1) Hull and quarter 6 ounces (about 1 cup) strawberries, then slice quarters crosswise into very thin pieces. In a mixing bowl, combine strawberries with 1/2 cup sugar and alcohol and let stand in refrigerator for at least 2 hours and up to 2 days.
2) Hull remaining strawberries and purée at high speed in a blender until very smooth, about 30 seconds. Strain through a fine mesh strainer to filter out all seeds and fibers, then measure and reserve 1 1/2 cups purée. Extra purée, if there is any, can be put to another use.

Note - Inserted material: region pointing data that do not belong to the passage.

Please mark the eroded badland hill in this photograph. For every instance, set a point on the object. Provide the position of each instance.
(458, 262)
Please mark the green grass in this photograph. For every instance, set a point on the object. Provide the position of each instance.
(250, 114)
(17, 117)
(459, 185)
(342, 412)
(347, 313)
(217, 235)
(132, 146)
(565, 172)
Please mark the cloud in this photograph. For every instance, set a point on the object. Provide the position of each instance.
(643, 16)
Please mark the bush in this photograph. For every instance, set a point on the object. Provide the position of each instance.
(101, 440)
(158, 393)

3) In a clean mixing bowl, whisk together 1 1/2 cups strawberry purée with half and half, corn syrup, and remaining 3/4 cup sugar until fully combined. Add salt to taste, and, if mixture is too sweet, a few drops of lemon juice.
4) Chill in refrigerator or ice bath until base is very cold, at least 45°F, then churn in ice cream maker according to manufacturer's instructions. In the last minute of churning, retrieve strawberry mix-ins from the refrigerator, strain off syrup, and add mix-ins to the churn; reserve strawberry syrup for another use (it makes a great daiquiri). Transfer ice cream to airtight container and chill in freezer for at least 4 hours before serving.

Tips: 1) The quality of this ice cream depends entirely on your strawberries. 2) Use impeccably ripe ones while they're in season; those giant store-bought berries won't taste the same. 3) Strawberry amounts are approximate; final yields can vary, so this recipe may call for more fruit than you actually need.